If Sen. Joe Lieberman (D-Conn.) has his way, the new DHS will be more focused on how to prevent the reassignment of federal workers than on how to fight terrorism.  For his obstructionism, protection of personnel before the American people, playing politics with the new DHS, and increasing costs to taxpayers by creating a new and unwieldy bureaucracy, Sen. Joe Lieberman is named CAGW’s Porker of the Month for August.

It’s been a long way down for Sen. Lieberman (D-Conn.).  After nearly winning the 2000 election on a “moderate” platform, he is now leading the way as a supporter of the bureaucratic status quo, and contravening his own statements.  Just this past April, he said that a new DHS would “need the power to knock heads to overcome bureaucratic resistance, to eliminate wasteful duplication of effort and target precious resources.”  He added, “We must still ask, six months into Governor Ridge’s appointment, whether we are any better positioned to defend ourselves against another terrorist attack within our borders.”

Unfortunately, Lieberman himself is making the answer to that question a resounding “no.”   Since he introduced one of the first bills to establish a Department of Homeland Security, his intransigence is all the more baffling.

Every president since Jimmy Carter (who used it extensively) has had the authority to declare that certain personnel or programs within a federal agency are essential to national security.  Under such a designation, collective bargaining rights are removed, making it easier to move personnel from one job or location to another.

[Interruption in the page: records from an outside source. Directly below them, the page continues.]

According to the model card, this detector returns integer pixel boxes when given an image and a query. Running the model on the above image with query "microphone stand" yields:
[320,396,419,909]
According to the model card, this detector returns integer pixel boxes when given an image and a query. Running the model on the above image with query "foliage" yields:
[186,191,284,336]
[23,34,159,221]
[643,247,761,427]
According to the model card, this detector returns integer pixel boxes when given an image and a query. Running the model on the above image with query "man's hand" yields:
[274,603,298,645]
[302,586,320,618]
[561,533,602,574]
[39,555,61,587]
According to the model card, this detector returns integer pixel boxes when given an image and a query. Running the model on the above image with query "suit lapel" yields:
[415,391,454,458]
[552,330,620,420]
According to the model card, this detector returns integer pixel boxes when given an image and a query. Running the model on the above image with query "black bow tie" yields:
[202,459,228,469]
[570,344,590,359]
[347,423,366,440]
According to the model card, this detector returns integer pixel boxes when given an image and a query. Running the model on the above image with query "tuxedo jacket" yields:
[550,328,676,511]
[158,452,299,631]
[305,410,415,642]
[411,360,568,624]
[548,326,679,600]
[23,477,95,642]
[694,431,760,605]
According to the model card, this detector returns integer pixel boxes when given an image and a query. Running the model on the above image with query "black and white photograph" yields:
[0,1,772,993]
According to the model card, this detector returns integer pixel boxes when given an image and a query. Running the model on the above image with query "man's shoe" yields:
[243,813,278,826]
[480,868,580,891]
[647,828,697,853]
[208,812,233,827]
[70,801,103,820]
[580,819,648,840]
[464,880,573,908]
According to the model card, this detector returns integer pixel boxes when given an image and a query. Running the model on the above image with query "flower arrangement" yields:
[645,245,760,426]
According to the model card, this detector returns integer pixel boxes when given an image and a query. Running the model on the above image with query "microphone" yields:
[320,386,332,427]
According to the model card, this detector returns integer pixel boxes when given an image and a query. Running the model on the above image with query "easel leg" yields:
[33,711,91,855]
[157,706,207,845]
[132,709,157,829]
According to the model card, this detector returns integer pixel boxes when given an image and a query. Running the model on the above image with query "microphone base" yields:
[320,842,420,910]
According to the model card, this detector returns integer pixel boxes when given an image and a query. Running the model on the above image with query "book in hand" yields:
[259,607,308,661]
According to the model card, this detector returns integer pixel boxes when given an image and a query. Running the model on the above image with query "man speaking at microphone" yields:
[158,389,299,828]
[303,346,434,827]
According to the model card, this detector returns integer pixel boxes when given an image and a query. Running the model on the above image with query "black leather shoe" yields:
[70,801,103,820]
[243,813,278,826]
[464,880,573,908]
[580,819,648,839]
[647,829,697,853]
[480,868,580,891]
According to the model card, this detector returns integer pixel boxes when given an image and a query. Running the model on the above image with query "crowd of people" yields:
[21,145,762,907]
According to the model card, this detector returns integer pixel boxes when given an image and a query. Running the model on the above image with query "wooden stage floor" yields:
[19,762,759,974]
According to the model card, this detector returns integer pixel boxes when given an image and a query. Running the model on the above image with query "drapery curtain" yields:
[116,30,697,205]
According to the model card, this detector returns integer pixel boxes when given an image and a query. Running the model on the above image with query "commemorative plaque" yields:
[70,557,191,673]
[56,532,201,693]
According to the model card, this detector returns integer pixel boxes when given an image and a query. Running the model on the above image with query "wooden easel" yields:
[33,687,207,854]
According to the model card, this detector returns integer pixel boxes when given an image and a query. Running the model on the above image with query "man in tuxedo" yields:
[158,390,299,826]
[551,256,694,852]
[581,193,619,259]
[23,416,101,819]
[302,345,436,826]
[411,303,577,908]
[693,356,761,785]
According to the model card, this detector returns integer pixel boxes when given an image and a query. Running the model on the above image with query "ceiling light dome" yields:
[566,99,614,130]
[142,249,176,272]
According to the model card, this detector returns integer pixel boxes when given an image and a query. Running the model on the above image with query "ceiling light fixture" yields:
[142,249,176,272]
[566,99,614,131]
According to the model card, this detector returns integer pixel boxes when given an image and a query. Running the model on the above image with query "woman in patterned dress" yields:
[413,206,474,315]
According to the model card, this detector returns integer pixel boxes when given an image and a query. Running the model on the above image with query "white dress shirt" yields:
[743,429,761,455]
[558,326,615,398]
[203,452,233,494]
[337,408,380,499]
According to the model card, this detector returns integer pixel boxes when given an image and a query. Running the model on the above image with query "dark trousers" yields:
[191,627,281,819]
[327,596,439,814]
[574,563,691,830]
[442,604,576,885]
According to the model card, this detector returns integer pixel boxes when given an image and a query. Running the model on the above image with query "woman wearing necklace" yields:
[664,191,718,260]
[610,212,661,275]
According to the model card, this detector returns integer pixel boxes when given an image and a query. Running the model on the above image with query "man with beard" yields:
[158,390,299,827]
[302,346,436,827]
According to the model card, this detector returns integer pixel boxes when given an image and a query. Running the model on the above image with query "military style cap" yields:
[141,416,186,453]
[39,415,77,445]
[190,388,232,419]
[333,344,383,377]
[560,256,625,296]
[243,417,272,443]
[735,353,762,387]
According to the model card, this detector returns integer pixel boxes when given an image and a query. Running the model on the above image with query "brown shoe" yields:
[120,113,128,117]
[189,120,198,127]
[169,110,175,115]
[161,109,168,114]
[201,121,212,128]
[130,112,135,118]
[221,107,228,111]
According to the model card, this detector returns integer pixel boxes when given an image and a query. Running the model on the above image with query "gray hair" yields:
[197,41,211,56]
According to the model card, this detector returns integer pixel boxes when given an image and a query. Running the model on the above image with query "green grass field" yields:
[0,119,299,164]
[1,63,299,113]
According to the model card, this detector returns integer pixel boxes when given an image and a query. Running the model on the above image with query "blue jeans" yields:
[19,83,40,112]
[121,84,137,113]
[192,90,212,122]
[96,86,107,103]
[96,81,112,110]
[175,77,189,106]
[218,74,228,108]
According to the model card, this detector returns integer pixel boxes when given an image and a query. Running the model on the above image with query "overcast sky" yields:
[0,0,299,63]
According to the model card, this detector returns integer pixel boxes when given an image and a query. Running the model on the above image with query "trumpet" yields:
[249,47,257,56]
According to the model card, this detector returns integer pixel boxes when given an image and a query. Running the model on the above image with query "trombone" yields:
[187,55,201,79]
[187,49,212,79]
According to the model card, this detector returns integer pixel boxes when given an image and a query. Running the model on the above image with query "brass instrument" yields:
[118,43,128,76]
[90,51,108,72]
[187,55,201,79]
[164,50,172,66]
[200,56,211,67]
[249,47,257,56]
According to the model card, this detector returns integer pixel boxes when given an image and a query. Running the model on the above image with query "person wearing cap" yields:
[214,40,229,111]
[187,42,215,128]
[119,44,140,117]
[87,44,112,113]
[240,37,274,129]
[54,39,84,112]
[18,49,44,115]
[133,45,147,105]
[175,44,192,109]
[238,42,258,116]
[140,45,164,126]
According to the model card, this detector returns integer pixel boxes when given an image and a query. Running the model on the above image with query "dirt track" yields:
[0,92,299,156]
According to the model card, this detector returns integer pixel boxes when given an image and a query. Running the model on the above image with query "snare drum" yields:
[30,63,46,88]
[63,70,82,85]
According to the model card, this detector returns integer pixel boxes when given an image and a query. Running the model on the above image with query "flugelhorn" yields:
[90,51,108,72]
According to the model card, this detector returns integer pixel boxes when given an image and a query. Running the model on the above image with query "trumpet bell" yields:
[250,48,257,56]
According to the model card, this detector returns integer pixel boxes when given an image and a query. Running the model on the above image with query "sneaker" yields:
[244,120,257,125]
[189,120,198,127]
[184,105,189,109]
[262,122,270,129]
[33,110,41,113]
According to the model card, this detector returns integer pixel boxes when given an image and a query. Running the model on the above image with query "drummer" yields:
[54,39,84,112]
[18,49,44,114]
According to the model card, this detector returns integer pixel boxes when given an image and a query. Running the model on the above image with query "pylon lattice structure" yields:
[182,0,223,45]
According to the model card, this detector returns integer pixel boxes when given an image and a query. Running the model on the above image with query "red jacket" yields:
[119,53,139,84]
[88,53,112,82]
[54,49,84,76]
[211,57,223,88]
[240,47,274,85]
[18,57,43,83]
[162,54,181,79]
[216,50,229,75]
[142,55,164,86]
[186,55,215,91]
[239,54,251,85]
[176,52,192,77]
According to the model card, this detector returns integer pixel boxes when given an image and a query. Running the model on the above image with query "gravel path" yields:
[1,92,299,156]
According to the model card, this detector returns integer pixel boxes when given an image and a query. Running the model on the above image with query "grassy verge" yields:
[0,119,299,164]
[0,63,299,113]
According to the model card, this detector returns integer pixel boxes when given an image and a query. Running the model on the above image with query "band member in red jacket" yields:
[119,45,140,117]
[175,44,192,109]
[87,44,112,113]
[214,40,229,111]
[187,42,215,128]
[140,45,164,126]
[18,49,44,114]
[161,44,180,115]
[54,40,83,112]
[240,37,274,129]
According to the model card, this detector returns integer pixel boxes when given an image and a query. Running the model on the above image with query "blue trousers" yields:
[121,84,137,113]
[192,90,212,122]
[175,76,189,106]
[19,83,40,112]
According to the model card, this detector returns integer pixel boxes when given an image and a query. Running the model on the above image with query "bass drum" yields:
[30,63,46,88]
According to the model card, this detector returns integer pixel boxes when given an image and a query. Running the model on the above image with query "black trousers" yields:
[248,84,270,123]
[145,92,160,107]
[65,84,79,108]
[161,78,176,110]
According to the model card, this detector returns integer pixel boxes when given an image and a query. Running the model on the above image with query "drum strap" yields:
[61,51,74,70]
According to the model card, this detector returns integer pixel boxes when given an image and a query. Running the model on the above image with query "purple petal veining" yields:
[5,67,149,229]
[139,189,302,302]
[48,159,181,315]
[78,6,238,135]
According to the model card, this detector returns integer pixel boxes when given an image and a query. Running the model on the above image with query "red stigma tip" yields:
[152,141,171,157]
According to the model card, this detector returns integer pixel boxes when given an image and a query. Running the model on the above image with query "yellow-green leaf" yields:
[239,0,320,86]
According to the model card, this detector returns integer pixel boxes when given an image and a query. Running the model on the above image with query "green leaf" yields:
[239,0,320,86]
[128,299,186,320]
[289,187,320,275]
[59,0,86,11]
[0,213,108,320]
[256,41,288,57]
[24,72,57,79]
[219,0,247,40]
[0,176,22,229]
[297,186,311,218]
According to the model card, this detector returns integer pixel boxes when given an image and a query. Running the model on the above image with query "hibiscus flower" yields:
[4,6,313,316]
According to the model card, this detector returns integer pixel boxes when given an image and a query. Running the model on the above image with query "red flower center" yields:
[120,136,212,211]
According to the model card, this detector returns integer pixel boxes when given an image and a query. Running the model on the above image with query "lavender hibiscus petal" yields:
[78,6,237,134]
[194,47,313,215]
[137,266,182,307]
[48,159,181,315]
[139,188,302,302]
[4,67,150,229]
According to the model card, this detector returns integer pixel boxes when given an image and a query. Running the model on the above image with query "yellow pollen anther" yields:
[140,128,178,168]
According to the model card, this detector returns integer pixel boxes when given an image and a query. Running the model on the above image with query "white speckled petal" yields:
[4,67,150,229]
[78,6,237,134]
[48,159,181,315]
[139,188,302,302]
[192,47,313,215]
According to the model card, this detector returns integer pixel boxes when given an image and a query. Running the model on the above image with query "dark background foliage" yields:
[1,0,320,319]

The Lieberman bill would remove this authority from President Bush, as well as future presidents, and give it to the DHS secretary.  Lieberman’s excuse is that no president has ever used the national security designation on the departments and agencies that will be incorporated into the DHS.  But never having had a DHS or an attack on the United States as devastating as September 11, it would be absurd to think the rules should remain static.

As Sen. Lieberman dallies, America remains vulnerable.  In fact, Sen. Lieberman’s leadership of the Governmental Affairs Committee reveals what he thinks of management reform and the war on terrorism itself.  While there was a flurry of hearings on terrorism and bioterrorism following Sept. 11 and the anthrax attacks, that subject matter has virtually disappeared from the committee’s radar screen.

Since the beginning of 2002, the committee has held more than 40 hearings.  There have been seven hearings on Enron; nine on general issue related to terrorism and four on the new DHS.  Here’s a sampling of the rest: “The Binge Drinking Epidemic on College Campuses;” “The Impact of Tobacco Marketing on Women and Girls;” “Kids and Cafeterias: How Safe Are Federal School Lunches?;” “Improving the Reliability of State-Issued Drivers' Licenses;” “Federal Food Safety Oversight: Does the Fragmented Structure Really Make Sense?;” and most recently, “Consumer Safety and Weight Loss Supplements.”

Contrast this with the House Government Reform Committee, where subcommittees concerned with terrorism issues have held nearly half of their hearings on that subject matter.